Os Velhinhos: Seu Lúcio

Esse é o meu quinto conto (de 5) sobre moradores de um mesmo asilo e suas histórias pessoais.

Chamavam Seu Lúcio de esquecido, mas a criatura jamais esquecera que o nome do asilo era Caminho do Sol e de pintar todo ano suas paredes de amarelo. Também não esquecia das tarefas que prestava como limpeza e organização do local. E lembrava também de seu quartinho que antes era só a casa das plantas. Sim, uma espécie de caixa de tijolos pintados de vermelho, sobre um telhado fino e quase transparente, onde ficavam antes só as plantas mais sensíveis ao sol forte do verão.

Seu Mocinha começou a chamar o homem assim, pois em todas as conversas que tiveram, o velho que parecia mais o quadrinista Alan Moore, nunca se lembrou de onde era, qual seu nome real e como foi parar na rua em frente ao asilo. Tudo o que sabiam era que ele fora encontrado próximo a um dos postes ali em frente e estava com uma espécie de blusão com saiote, e quando foi acolhido no asilo, foi batizado como Seu Lúcio.

A história dele poderia acabar por ai, afinal no seu ''nascimento'' há uns cinco anos atrás até aqui, o desmemoriado Lúcio só teve gratidão e sempre procurou ajudar no asilo com seus serviços. Até as acompanhantes voluntárias sempre ganhavam café e lanche que ele mesmo fazia. Os moradores de lá que mais conviviam com ele, além de reparos nos quartos, ganharam uma bela amizade de um senhor que no fundo parecia uma criança gentil, honesta e sempre muito criativa.

O ano ia chegando ao fim, todos ali e os conhecidos iam fazendo aniversário enquanto Lúcio não tinha essa data para lembrar. 23 de Agosto de 2012 quando chegou ali, era sempre comemorado mas no último ano, ele comemorou com um pedaço do bolo que comprou pro asilo, colocou num copinho e cantou parabéns para si.

Vendo que ele andava tão distante dos outros e tão mais calado, naquela véspera de natal, resolveram fazer a ceia para ele em comemoração e agradecimento por tudo que fez para o asilo e seus moradores. Seu Lúcio falou da dor de sentir-se esquecido, não desmemoriado mas também de que as pessoas vão esquecendo os mais velhos e seus feitos. De que ao mesmo tempo que é triste ver seu corpo ir envelhecendo, dele precisar cada vez mais de ajuda...e mesmo assim é bom estar vivo quando se sente útil.

E como todos ali concordaram, é bom estar ao redor de pessoas que entendem as necessidades e a importância de cada ano vivido. Momentos como esse os fazem esquecer de situações tristes ou pesadas que desenrolam suas histórias como se suas vidas fossem apenas suas tristezas. Talvez damos mais importância pela precisão de falar e refletir sobre elas, mas há um enorme pano de fundo com pequenos momentos simples, contudo tão formidáveis em suas vidas.

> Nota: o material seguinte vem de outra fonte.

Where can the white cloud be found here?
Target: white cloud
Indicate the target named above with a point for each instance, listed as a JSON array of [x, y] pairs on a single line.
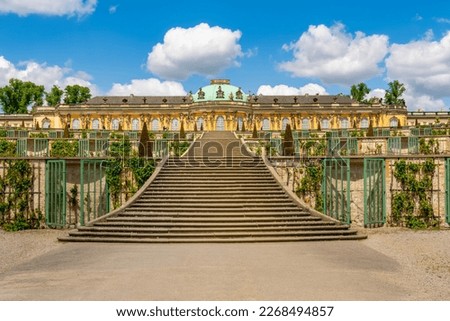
[[113, 9], [144, 87], [48, 7], [310, 89], [41, 74], [336, 57], [442, 20], [201, 50], [423, 102], [378, 93], [423, 66]]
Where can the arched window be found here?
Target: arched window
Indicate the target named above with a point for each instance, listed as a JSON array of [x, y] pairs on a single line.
[[220, 123], [364, 123], [76, 124], [175, 124], [344, 123], [135, 124], [266, 124], [200, 123], [240, 122], [155, 125], [284, 122], [95, 124], [46, 123], [115, 124], [305, 124], [393, 122]]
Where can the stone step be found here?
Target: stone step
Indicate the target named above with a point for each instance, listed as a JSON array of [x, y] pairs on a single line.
[[236, 194], [203, 229], [194, 235], [217, 199], [241, 200], [248, 239], [213, 218], [195, 208], [199, 224]]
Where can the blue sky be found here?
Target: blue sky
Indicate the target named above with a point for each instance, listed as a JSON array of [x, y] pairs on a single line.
[[158, 47]]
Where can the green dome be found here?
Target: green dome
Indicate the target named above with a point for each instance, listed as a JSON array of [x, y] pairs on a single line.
[[219, 90]]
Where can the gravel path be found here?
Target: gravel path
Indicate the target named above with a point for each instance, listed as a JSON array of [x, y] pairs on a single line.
[[423, 256]]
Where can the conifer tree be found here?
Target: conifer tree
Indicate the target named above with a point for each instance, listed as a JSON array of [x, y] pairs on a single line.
[[255, 133], [182, 132], [66, 132], [370, 129], [144, 143]]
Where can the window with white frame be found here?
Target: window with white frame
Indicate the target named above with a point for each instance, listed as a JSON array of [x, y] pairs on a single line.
[[96, 124], [76, 124], [175, 124], [115, 124], [135, 124], [344, 123], [305, 124], [266, 124], [364, 123], [155, 125]]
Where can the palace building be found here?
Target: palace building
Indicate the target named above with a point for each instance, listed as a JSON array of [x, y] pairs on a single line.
[[220, 106]]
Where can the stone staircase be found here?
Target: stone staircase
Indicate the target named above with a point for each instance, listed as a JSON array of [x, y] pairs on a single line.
[[216, 193]]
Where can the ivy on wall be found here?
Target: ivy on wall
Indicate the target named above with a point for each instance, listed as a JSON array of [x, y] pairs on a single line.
[[412, 206], [16, 212], [310, 184]]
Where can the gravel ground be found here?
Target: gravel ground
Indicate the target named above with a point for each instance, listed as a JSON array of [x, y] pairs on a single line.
[[424, 256]]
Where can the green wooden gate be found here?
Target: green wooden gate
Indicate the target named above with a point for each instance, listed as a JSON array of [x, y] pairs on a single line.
[[94, 193], [55, 193], [374, 192], [447, 190], [394, 145], [336, 189], [413, 145]]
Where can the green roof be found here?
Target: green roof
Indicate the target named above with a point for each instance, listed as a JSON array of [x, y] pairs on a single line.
[[219, 90]]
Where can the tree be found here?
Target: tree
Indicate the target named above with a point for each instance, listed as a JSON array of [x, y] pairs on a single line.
[[394, 93], [16, 97], [66, 133], [254, 133], [54, 96], [370, 129], [182, 132], [288, 142], [145, 146], [359, 92], [76, 94]]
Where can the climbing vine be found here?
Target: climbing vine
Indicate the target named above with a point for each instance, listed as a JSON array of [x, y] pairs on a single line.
[[310, 185], [16, 211], [125, 172], [412, 206]]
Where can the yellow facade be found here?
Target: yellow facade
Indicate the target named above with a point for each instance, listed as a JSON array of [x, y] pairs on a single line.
[[221, 106]]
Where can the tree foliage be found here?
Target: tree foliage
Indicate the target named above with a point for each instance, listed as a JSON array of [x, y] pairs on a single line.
[[54, 96], [359, 92], [16, 97], [288, 143], [145, 146], [76, 94], [394, 93]]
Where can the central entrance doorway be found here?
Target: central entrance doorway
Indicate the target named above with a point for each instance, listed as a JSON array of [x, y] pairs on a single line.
[[220, 123]]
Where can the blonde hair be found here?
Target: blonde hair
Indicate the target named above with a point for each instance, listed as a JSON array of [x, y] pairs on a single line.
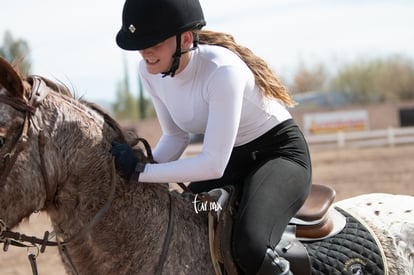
[[270, 85]]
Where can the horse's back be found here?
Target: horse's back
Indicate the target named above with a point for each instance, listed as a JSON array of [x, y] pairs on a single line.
[[391, 218]]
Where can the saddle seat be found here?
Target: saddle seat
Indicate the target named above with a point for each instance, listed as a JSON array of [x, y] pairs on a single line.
[[312, 220]]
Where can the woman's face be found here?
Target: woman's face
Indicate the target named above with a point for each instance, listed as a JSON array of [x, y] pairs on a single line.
[[159, 58]]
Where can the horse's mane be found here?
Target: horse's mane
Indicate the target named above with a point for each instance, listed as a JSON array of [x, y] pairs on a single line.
[[61, 89]]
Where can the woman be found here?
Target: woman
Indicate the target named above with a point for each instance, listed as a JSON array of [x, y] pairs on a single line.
[[204, 83]]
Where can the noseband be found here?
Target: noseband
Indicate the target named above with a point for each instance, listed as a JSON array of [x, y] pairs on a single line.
[[38, 92]]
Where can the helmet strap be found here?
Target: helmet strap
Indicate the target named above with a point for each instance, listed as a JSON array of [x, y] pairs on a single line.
[[177, 55]]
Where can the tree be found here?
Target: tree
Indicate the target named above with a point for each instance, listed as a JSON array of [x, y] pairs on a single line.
[[16, 51], [374, 81], [126, 106], [306, 79]]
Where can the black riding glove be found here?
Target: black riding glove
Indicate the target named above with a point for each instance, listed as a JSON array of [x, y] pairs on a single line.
[[125, 160]]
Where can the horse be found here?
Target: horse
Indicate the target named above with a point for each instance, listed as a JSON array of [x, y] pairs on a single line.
[[55, 157]]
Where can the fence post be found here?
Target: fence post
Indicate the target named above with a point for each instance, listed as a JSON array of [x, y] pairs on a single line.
[[391, 136], [341, 139]]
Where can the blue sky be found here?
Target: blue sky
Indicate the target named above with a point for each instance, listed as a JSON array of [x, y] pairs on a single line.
[[73, 41]]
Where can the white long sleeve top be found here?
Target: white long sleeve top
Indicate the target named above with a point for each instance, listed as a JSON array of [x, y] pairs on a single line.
[[215, 95]]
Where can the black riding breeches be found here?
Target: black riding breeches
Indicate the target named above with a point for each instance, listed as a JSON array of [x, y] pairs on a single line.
[[274, 174]]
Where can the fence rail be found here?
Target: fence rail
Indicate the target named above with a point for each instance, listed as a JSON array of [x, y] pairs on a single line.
[[385, 137]]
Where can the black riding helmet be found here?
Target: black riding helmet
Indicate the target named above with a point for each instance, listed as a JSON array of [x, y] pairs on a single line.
[[146, 23]]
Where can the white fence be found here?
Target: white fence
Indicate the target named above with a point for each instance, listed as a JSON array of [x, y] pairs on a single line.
[[385, 137]]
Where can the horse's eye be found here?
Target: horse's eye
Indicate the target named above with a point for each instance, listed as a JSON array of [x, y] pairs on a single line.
[[2, 141]]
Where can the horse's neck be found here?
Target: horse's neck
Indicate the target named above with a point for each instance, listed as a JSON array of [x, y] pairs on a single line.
[[77, 153]]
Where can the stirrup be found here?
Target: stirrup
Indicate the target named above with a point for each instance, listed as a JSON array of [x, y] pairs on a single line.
[[274, 264]]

Seu Lúcio que sem dúvidas passara por um trauma sem tamanho que perdeu suas lembranças, começou sua nova vida anos atrás, menos tempo que uma criança, viu que há muita desigualdade e injustiça ao seu redor, porém se apegar a pessoas que querem de você apenas sua felicidade, lhe traria um conforto suficiente para seguir em frente e costurar seu pano de fundo para suas histórias afim.

Mais uma vez, cheios de suas diferenças, se reuniram por um igual.